Ensuite je vis les Pèlerins arriver à une place où se trouvait, près du grand chemin, un ancien monument qui leur causa à tous deux une grande surprise. On aurait dit une femme transformée en colonne. Ils s'arrêtèrent longtemps pour la regarder attentivement, mais ne comprirent pas tout de suite ce que cela pouvait être. Enfin Plein-d'Espoir aperçut sur le front de cette espèce de statue, une inscription en caractères très anciens. Comme il n'était pas lettré, il appela Chrétien, qui était très instruit, afin qu'il déchiffrât l'inscription. Celui-ci, après avoir assemblé les lettres, lut ces mots : « Souvenez-vous de la femme de Lot. » (Luc 17.32)


Souvenez-vous de la femme de Lot.

Il communiqua sa découverte à son compagnon, et ils conclurent tous deux que c'était la statue de sel en laquelle la femme de Lot fut changée parce qu'elle avait jeté en arrière un regard de convoitise, quand elle fuyait de Sodome.
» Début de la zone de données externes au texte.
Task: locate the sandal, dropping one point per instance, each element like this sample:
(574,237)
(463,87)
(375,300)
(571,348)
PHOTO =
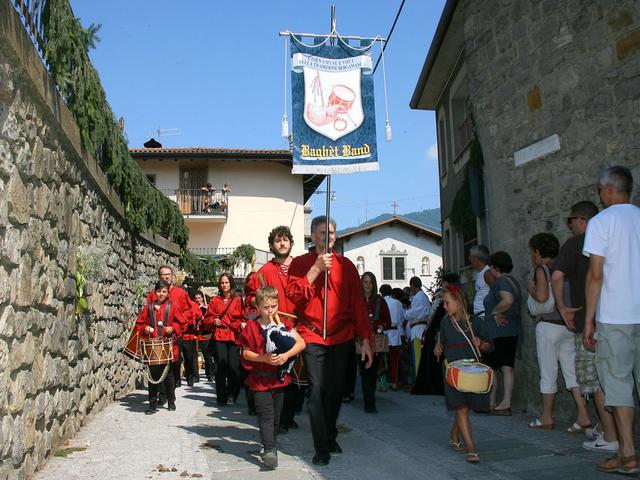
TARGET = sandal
(472,457)
(542,426)
(577,428)
(457,446)
(619,464)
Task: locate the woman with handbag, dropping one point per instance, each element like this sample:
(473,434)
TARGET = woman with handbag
(502,317)
(554,342)
(379,321)
(459,340)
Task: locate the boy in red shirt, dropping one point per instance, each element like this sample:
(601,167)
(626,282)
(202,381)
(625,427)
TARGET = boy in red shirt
(263,379)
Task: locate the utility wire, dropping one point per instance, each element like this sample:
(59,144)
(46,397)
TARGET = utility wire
(389,36)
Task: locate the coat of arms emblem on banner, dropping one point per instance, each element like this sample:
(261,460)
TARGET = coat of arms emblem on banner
(332,99)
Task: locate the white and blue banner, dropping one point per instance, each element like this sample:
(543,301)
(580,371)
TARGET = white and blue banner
(333,111)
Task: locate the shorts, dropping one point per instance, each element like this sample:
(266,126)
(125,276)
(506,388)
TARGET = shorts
(618,361)
(504,353)
(586,373)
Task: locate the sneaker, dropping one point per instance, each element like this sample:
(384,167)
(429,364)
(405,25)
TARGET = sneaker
(600,445)
(592,433)
(270,458)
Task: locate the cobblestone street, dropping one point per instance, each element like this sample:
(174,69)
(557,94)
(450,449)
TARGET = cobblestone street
(406,439)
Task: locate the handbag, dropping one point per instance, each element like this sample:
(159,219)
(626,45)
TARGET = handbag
(379,341)
(537,308)
(466,375)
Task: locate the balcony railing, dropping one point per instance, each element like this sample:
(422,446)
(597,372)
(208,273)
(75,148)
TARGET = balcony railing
(199,202)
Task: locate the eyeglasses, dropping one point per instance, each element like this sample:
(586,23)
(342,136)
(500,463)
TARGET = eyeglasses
(571,219)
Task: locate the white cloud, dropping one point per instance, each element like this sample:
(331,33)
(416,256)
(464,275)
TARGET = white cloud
(432,152)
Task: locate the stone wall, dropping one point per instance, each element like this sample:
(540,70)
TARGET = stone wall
(538,68)
(57,367)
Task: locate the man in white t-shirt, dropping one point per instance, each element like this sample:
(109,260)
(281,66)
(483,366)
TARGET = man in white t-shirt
(394,333)
(612,319)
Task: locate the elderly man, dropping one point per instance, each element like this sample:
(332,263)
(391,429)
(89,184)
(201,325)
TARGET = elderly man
(417,316)
(612,319)
(347,316)
(479,259)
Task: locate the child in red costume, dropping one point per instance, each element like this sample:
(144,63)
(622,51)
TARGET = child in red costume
(263,380)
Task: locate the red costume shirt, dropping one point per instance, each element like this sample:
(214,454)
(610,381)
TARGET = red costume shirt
(176,321)
(251,338)
(272,274)
(179,299)
(229,328)
(347,313)
(384,317)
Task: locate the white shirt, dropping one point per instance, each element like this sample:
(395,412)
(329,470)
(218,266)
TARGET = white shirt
(482,288)
(615,235)
(419,311)
(397,318)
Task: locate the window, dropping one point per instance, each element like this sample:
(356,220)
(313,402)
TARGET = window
(393,268)
(426,266)
(360,265)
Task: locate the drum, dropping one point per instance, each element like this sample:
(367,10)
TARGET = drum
(343,97)
(469,376)
(299,373)
(156,351)
(132,348)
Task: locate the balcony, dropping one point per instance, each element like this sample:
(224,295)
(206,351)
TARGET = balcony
(200,205)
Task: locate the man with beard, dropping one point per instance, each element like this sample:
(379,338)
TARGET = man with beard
(347,316)
(276,274)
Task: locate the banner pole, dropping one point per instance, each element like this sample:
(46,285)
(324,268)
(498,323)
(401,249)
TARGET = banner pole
(326,250)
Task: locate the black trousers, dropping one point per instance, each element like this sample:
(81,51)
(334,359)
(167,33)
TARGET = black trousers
(352,372)
(293,394)
(228,371)
(168,386)
(190,360)
(176,371)
(326,369)
(207,347)
(369,378)
(268,409)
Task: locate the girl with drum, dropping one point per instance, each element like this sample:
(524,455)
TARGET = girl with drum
(158,319)
(265,381)
(379,321)
(458,340)
(225,318)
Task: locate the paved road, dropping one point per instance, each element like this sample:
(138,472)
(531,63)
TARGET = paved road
(406,440)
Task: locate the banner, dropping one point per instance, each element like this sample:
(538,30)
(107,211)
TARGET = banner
(333,111)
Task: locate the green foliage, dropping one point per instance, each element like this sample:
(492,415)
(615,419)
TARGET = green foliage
(66,51)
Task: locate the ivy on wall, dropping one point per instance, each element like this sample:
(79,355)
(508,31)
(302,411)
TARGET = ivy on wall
(66,50)
(463,217)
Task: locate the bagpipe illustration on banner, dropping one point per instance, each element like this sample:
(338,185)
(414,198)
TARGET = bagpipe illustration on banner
(333,111)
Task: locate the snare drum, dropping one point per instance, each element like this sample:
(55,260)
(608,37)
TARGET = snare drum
(156,351)
(343,97)
(299,373)
(469,376)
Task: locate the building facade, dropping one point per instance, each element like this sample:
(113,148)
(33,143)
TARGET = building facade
(394,250)
(262,193)
(532,99)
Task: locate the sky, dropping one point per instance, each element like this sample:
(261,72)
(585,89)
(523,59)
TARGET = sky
(215,71)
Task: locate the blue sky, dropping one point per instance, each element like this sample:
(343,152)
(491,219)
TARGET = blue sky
(214,70)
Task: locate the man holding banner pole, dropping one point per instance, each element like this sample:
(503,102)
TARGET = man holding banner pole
(327,352)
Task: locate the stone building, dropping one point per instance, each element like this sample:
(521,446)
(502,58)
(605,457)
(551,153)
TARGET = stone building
(532,100)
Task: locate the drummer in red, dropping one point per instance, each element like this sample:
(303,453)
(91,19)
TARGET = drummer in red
(263,379)
(347,316)
(161,318)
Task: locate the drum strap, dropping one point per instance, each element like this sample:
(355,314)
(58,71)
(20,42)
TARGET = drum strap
(473,348)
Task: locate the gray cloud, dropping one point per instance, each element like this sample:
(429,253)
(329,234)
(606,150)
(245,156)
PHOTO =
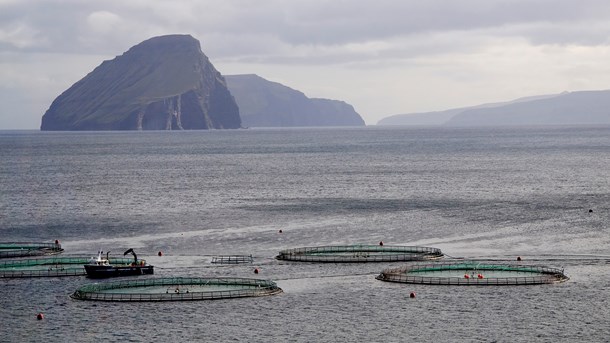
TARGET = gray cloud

Cela leur donna l'occasion de s'entretenir comme suit :

— Ah ! mon frère, dit Chrétien, cette statue vient à propos, après l'invitation que nous fit. Démas de visiter le coteau du Lucre. Si nous nous étions laissé tenter de l'accepter, comme tu en as eu un instant l'intention, nous aurions certainement, comme cette femme, servi d'exemple à ceux qui seraient venus après nous.

— Je suis fâché d'avoir été aussi insensé, dit Plein-d'Espoir, car quelle différence y a-t-il entre son péché et le mien ? Elle a regardé en arrière, et moi j'ai eu le désir d'aller voir de plus près. La grâce de Dieu soit bénie ! Je suis honteux d'être capable d'avoir eu une telle pensée dans mon cœur.
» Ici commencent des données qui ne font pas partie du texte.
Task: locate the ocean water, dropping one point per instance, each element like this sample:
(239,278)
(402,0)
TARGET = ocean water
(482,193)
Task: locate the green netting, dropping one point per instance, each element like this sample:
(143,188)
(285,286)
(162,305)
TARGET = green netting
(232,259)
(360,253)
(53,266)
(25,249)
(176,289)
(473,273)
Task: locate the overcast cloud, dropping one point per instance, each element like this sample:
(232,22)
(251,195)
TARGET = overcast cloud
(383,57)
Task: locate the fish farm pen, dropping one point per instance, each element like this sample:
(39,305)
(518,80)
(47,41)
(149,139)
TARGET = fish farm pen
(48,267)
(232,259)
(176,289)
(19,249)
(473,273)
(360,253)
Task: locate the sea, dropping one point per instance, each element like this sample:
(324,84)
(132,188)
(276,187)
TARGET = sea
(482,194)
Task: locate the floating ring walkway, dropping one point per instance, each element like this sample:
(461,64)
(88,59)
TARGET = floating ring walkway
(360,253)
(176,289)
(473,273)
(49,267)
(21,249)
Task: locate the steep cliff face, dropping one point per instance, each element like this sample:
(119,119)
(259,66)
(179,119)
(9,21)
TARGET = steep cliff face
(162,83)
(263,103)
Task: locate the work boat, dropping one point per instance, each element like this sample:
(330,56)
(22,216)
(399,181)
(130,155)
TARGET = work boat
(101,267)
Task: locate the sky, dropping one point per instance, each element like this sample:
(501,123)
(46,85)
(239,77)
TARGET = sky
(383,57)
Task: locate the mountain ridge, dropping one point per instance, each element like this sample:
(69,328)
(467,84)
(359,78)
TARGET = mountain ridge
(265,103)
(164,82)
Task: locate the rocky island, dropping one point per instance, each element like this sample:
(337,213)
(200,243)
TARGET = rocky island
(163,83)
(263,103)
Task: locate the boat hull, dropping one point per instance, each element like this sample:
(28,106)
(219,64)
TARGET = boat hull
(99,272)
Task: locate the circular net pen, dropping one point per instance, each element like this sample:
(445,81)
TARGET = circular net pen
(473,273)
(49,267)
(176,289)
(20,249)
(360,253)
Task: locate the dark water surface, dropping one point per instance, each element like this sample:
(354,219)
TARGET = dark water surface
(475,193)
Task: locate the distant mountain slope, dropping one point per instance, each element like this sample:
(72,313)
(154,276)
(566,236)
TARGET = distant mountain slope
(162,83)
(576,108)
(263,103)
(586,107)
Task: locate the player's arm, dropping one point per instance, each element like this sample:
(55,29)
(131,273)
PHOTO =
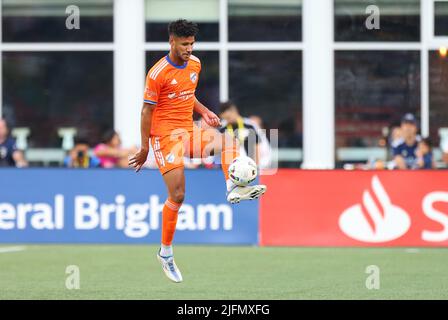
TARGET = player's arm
(209,117)
(139,159)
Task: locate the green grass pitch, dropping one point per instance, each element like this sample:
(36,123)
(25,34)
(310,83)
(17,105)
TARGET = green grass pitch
(222,272)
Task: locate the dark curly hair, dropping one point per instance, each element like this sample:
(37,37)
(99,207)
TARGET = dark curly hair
(183,28)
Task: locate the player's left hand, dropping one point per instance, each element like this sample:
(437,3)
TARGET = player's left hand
(211,118)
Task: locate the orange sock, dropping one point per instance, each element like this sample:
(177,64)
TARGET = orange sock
(169,220)
(227,156)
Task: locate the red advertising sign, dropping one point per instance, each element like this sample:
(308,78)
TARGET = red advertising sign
(355,208)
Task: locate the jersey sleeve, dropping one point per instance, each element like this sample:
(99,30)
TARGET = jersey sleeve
(152,90)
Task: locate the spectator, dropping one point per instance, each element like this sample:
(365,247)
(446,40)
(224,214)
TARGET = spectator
(265,147)
(444,149)
(404,154)
(79,156)
(10,156)
(110,152)
(242,129)
(424,155)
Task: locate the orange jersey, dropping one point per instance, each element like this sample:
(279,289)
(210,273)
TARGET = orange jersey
(172,89)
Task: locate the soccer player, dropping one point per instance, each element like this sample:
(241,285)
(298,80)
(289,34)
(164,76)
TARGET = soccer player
(167,122)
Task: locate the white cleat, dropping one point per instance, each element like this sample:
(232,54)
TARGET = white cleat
(239,193)
(170,268)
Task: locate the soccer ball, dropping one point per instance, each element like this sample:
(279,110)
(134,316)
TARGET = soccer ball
(242,171)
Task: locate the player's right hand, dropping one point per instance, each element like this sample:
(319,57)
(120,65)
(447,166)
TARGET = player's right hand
(138,160)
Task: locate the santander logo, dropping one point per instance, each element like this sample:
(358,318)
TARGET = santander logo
(376,219)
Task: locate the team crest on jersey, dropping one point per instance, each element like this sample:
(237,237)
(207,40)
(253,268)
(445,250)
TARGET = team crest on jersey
(193,77)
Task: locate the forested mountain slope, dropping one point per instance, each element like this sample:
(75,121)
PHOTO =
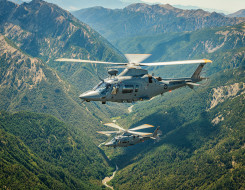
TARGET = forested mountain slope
(202,145)
(40,151)
(46,31)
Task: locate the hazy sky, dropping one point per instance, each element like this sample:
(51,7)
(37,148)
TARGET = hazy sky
(226,5)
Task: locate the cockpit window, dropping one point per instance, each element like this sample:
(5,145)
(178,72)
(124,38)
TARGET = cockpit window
(102,86)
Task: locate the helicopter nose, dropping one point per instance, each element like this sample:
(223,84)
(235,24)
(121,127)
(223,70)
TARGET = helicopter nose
(90,95)
(109,144)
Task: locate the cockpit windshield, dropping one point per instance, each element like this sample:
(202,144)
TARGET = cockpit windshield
(102,86)
(113,140)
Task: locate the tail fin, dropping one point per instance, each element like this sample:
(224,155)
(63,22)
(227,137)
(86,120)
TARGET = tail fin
(156,132)
(196,74)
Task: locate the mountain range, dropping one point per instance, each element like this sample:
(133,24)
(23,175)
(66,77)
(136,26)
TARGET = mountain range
(143,19)
(32,36)
(47,136)
(240,13)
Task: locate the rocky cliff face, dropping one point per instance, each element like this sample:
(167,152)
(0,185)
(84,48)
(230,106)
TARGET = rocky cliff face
(142,19)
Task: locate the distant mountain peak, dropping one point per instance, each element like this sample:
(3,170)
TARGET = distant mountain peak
(240,13)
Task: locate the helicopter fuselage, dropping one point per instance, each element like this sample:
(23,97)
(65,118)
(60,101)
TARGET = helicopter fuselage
(126,140)
(132,85)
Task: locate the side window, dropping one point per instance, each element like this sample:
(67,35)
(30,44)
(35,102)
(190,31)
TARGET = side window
(115,89)
(136,88)
(128,89)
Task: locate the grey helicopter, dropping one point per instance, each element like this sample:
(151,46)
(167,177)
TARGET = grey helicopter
(134,83)
(129,137)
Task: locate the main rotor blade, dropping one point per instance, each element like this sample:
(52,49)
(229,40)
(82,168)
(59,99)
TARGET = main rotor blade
(114,126)
(193,84)
(108,132)
(141,127)
(177,62)
(139,133)
(136,58)
(87,61)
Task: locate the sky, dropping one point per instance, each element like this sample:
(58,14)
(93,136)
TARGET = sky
(229,6)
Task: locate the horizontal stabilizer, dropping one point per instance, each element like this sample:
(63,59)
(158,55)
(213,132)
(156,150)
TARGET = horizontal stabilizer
(87,61)
(114,126)
(193,84)
(136,58)
(139,133)
(177,62)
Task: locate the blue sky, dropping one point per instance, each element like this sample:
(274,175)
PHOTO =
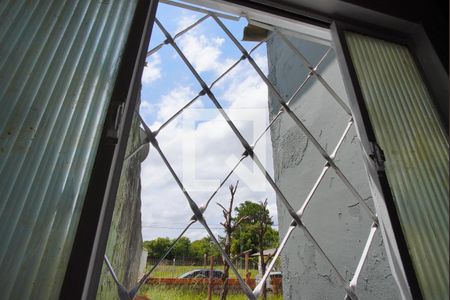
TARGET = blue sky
(199,143)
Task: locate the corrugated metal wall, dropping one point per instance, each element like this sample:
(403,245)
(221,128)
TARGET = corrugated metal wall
(408,129)
(58,64)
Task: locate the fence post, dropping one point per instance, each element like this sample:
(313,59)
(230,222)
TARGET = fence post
(247,273)
(211,268)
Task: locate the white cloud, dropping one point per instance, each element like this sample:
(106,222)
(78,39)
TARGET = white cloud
(152,71)
(244,96)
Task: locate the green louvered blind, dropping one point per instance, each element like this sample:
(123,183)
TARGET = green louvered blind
(408,129)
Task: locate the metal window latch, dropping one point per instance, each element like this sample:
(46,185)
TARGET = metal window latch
(377,156)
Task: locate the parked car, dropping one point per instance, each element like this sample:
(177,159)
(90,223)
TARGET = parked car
(272,275)
(202,273)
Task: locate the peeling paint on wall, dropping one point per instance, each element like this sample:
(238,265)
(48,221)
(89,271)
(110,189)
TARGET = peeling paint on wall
(333,216)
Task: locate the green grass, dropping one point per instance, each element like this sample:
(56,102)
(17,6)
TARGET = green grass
(162,292)
(165,271)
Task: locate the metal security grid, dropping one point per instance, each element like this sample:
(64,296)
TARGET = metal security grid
(329,163)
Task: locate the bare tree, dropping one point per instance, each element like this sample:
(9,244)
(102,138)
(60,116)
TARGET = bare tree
(230,224)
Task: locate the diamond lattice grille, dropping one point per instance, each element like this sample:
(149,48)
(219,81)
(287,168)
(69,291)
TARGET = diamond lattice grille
(248,153)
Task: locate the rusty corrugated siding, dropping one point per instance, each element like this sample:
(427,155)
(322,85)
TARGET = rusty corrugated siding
(408,129)
(58,64)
— Que ceci nous serve d'avertissement pour l'avenir, dit Chrétien. Quoique cette femme ait échappé au jugement qui a atteint Sodome, elle a cependant été détruite par un autre jugement ; comme nous venons de le voir, elle a été changée en statue de sel.

— C'est vrai, répondit Plein-d'Espoir ; elle doit être pour nous un avertissement et un exemple : un avertissement, pour que nous évitions de tomber dans le même péché, et un exemple du jugement qui atteindrait ceux qui ne prendraient pas garde à l'avertissement. Coré, Dathan et Abiram, ainsi que les deux cent cinquante hommes qui périrent avec eux, furent aussi un avertissement et un exemple. (Nombres 26.9-10) Mais, par-dessus tout, une chose m'étonne : comment Démas et ses compagnons peuvent-ils ainsi rechercher les richesses quand cette femme qui n'a. fait que jeter un regard en arrière — car il ne nous est pas dit qu'elle soit sortie du chemin — a été changée en statue de sel pour servir d'exemple. Ils ne peuvent cependant s'empêcher de la voir s'ils lèvent seulement les veux.
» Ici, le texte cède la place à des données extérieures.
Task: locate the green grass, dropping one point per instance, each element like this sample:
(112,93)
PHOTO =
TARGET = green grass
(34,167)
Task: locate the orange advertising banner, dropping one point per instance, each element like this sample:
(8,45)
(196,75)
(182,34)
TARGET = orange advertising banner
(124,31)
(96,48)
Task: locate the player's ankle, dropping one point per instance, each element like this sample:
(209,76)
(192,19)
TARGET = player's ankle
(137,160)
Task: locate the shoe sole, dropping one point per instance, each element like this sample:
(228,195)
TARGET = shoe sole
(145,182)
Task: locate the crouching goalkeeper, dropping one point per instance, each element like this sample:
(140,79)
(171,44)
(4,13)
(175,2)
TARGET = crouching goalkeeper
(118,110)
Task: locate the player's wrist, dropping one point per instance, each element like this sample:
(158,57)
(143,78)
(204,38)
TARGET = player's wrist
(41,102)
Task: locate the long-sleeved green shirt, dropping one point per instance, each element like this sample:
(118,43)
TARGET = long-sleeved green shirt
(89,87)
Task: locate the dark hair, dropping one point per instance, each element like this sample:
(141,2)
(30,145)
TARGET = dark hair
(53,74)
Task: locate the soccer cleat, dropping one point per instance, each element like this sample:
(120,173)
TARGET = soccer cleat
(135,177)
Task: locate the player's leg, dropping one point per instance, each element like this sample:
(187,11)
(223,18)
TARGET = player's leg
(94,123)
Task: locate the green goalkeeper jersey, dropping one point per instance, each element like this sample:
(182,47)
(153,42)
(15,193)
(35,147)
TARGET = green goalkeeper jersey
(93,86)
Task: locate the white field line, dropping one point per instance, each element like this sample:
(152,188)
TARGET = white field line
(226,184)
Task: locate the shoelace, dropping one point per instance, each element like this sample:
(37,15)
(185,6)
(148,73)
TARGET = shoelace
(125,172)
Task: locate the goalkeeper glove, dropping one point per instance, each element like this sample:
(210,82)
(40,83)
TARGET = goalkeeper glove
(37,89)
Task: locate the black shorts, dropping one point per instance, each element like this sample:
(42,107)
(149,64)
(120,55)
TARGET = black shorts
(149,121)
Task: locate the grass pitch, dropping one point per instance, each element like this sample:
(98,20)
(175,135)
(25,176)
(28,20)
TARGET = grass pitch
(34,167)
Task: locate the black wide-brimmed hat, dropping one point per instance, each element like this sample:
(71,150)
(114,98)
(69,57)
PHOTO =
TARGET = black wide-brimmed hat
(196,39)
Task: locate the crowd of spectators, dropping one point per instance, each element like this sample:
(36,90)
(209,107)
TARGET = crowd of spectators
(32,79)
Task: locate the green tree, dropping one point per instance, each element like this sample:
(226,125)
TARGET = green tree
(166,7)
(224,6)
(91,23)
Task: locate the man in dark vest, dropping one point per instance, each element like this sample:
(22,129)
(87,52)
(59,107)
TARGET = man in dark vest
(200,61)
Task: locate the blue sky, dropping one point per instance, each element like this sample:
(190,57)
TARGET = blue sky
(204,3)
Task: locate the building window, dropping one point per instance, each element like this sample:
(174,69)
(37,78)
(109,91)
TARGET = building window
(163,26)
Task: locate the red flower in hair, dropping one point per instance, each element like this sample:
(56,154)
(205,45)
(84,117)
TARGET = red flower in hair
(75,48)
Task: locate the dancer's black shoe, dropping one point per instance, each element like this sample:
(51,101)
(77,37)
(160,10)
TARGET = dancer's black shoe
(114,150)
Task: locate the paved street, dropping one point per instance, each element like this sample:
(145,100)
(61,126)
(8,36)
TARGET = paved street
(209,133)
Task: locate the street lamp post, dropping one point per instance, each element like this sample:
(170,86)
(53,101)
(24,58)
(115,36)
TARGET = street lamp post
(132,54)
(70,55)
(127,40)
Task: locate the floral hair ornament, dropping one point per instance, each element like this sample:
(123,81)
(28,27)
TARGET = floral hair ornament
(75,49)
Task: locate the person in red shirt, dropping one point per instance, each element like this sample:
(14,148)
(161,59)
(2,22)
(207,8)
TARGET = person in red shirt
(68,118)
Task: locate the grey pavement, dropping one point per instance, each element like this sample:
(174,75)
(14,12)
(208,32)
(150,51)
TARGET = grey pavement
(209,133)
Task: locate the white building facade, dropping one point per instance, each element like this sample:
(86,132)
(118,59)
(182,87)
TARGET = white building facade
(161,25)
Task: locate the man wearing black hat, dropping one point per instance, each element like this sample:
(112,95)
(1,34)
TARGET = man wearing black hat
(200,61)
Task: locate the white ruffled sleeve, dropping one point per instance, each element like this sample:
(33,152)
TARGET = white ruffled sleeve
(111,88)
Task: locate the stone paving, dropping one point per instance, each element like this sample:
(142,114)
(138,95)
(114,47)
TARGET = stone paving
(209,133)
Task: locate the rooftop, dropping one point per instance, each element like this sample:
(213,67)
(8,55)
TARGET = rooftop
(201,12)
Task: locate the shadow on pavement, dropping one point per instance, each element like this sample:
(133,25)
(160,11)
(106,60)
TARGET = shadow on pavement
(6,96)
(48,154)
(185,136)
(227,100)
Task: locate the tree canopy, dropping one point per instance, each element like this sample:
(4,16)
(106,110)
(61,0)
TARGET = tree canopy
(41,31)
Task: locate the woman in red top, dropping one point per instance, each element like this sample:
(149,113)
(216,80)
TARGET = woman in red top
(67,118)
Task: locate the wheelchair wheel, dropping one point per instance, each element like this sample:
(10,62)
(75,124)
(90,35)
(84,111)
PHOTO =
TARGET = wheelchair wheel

— C'est, en effet, une chose surprenante, dit Chrétien, et cela prouve que leur cœur est désespérément malade ; je ne puis les comparer qu'à ces pick-pockets qui volent en présence du juge et jusqu'au pied du gibet. Il est dit des hommes de Sodome « qu'ils étaient de grands pécheurs contre l'Eternel, » (Genèse 13.13), malgré la bonté qu'Il leur témoignait, car le pays de Sodome était semblable au jardin d'Eden. Cela provoqua la jalousie de l'Eternel. et alluma contre eux le feu de sa colère. On peut en conclure que ceux qui pèchent à la vue et au mépris de tels exemples qui leur servent continuellement d'avertissements, auront tôt ou tard â passer par les jugements les plus sévères.

— Sans aucun doute, tu as dit la vérité, dit Plein-d'Espoir. Quelle grâce que ni toi, ni moi surtout, nous n'ayons agi de manière à servir d'exemple aux autres ! C'est une occasion pour nous de remercier Dieu et de le craindre, en nous souvenant toujours de la femme de Lot.